The Bosnian prosecution said former reservist policeman Mico Jurisic, who was sentenced to 11 years in prison for committing crimes against humanity against non-Serb civilians in the Prijedor area in 1992, deserved a tougher punishment.
The prosecution in Sarajevo on Monday appealed against the verdict sentencing Mico Jurisic, a former member of the Tukovi reservist police force at the police’s Public Security Station in Prijedor, to 11 years in prison for crimes against humanity, including involvement in several murders, in the Prijedor area in 1992.
Prosecutor Izet Odobasic argued that the evidence was not considered carefully enough and requested a partial revocation of the judgment, a new trial and a longer sentence.
Jurisic was convicted in a first-instance verdict in April this year on five counts of persecution, murder, attempted murder and inhumane treatment. Under the same verdict, he was acquitted on three counts of persecution, abuse and murder.

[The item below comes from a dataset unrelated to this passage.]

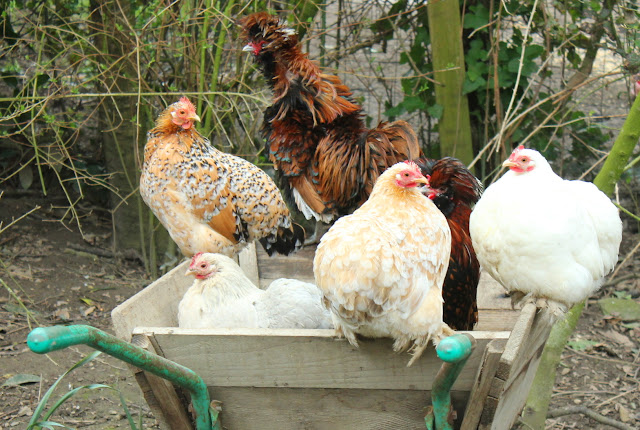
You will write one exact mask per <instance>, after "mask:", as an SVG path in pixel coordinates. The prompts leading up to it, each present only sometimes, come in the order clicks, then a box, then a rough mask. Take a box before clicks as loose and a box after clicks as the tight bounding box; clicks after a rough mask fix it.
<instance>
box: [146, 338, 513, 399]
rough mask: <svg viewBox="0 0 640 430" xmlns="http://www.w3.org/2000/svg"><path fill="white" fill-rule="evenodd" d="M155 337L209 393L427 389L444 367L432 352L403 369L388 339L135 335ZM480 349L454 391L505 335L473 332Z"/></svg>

But Odobasic said that the court wrongly assessed some of the mitigating circumstances.
He argued that the fact that the defendant had a family at the time at which the crime was committed could not be considered a mitigating circumstance, because he was on trial for a crime against humanity.

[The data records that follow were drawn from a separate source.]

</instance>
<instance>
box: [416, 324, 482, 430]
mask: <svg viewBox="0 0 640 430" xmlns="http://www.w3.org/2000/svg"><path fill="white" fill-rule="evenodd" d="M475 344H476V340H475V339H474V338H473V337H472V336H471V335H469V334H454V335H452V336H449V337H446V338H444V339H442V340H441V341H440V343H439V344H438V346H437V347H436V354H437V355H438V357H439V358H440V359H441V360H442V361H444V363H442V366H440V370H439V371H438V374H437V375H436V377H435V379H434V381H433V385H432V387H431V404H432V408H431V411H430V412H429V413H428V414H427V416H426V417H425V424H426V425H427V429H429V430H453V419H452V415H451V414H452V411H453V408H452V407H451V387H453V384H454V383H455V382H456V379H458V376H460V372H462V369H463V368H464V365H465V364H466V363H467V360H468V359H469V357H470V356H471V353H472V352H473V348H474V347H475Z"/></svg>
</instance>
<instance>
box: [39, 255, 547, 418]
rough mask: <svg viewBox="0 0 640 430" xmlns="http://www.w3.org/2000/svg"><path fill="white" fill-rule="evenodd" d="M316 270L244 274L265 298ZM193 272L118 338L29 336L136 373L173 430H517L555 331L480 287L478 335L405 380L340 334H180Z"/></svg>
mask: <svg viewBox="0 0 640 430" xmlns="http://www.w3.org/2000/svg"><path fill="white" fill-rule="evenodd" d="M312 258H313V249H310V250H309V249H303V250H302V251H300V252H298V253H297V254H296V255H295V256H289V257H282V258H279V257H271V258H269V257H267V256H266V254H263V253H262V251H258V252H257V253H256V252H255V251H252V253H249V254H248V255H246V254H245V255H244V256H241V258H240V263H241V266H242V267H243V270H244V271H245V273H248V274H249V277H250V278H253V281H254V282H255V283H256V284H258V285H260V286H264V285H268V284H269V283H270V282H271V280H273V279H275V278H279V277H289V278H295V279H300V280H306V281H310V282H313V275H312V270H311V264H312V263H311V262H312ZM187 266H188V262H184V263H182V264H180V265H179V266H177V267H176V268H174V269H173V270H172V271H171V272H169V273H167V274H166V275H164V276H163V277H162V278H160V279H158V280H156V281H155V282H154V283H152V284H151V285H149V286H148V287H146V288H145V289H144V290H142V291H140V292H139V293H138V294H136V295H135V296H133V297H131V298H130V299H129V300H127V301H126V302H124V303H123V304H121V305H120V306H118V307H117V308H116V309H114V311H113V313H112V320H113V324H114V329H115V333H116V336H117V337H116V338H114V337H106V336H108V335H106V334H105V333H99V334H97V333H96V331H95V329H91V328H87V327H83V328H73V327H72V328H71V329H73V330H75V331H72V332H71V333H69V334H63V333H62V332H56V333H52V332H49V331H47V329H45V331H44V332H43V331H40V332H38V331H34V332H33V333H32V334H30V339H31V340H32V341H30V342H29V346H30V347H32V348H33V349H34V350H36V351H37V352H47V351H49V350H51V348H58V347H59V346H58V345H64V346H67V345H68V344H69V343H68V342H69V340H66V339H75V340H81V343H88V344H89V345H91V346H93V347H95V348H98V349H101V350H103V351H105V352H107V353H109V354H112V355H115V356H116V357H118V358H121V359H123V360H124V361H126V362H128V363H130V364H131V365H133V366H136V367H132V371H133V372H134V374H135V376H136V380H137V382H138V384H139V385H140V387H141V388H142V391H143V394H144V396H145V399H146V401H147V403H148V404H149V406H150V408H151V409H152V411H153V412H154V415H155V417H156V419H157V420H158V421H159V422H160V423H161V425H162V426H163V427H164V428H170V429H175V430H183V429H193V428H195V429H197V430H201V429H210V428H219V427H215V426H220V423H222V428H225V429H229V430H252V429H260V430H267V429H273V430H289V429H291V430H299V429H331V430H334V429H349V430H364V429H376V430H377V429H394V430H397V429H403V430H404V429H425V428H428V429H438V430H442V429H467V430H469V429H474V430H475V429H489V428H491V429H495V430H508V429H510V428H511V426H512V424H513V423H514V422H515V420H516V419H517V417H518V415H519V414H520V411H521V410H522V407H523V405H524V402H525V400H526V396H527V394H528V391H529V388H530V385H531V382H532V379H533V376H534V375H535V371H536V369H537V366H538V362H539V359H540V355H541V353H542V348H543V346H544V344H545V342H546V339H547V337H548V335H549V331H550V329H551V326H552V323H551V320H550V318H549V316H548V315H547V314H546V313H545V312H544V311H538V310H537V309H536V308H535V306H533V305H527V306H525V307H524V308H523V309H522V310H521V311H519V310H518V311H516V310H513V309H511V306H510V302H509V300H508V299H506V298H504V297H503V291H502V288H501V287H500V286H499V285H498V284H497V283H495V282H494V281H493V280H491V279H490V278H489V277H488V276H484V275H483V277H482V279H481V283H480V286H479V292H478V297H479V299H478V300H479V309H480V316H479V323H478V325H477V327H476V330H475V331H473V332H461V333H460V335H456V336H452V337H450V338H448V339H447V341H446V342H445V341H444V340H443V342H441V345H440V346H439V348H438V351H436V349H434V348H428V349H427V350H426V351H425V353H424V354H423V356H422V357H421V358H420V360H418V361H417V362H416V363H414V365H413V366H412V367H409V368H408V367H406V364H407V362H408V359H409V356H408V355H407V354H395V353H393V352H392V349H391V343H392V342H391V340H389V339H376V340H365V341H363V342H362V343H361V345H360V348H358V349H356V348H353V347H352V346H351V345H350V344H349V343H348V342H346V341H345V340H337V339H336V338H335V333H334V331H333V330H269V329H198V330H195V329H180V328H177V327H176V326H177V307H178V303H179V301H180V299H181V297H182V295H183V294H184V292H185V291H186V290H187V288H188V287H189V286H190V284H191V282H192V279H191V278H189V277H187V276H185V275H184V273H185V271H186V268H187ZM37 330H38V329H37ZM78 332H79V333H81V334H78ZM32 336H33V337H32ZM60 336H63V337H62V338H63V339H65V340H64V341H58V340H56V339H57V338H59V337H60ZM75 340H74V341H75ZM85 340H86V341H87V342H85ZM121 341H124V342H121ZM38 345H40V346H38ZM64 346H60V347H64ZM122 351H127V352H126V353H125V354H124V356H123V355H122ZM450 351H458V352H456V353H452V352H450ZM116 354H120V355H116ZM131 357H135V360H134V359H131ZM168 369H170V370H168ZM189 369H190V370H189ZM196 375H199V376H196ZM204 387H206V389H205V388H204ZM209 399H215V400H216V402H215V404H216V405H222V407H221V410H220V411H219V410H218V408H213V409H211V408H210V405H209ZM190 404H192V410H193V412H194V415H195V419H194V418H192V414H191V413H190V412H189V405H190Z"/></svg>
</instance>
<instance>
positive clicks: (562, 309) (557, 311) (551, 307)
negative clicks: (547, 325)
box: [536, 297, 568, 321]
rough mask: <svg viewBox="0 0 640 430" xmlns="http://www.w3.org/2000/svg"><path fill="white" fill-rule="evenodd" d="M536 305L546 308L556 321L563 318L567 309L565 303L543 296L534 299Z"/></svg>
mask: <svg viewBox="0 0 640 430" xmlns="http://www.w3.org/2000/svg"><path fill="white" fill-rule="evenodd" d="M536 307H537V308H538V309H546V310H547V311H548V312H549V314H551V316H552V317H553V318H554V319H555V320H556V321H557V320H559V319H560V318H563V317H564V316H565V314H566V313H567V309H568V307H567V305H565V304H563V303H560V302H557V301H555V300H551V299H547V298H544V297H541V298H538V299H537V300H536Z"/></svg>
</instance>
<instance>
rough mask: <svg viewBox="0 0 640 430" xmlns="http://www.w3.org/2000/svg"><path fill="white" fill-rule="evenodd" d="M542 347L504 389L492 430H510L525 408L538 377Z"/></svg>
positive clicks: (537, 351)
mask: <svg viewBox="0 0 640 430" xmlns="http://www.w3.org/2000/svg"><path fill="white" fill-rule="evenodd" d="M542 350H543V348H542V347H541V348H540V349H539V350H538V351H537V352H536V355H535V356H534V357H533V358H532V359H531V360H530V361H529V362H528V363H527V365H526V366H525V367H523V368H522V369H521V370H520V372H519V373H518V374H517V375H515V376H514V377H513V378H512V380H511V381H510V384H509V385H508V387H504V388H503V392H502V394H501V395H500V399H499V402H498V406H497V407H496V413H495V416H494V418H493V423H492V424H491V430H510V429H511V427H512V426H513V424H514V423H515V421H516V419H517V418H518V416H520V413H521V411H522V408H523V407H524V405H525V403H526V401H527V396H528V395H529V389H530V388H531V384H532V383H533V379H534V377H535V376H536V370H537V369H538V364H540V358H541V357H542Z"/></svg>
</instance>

“The defendant actually committed most of the crimes against family members of other people, particularly minors,” he told the Bosnian state court.

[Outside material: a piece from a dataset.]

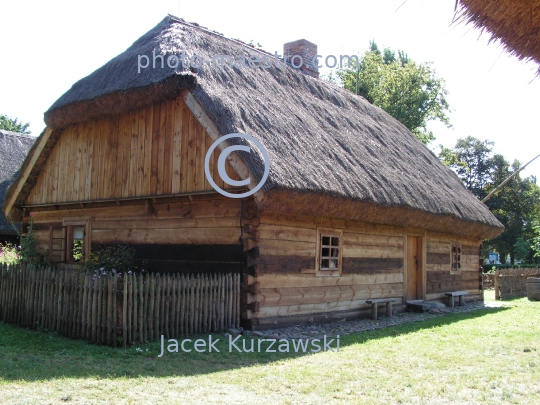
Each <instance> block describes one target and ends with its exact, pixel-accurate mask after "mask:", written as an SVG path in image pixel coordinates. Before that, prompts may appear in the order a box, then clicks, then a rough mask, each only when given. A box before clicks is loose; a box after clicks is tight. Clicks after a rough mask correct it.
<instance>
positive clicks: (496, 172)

“We consider it incorrect to consider the fact that he had no prior convictions as a mitigating circumstance. It is unacceptable to assess these circumstances as mitigating ones,” he added.
But defence lawyer Svetozar Davidovic argued that Jurisic should be acquitted on appeal, or given a shorter sentence, arguing that the first-instance verdict only contained “general reasons for direct premeditation”.
Defendant Jurisic also addressed the court, insisting that he did not commit any of the crimes.
“I have not done wrong to anybody, I have not even thought of doing it,” said Jurisic, who was in tears.
The court’s appeals chamber will deliver its ruling at a later stage.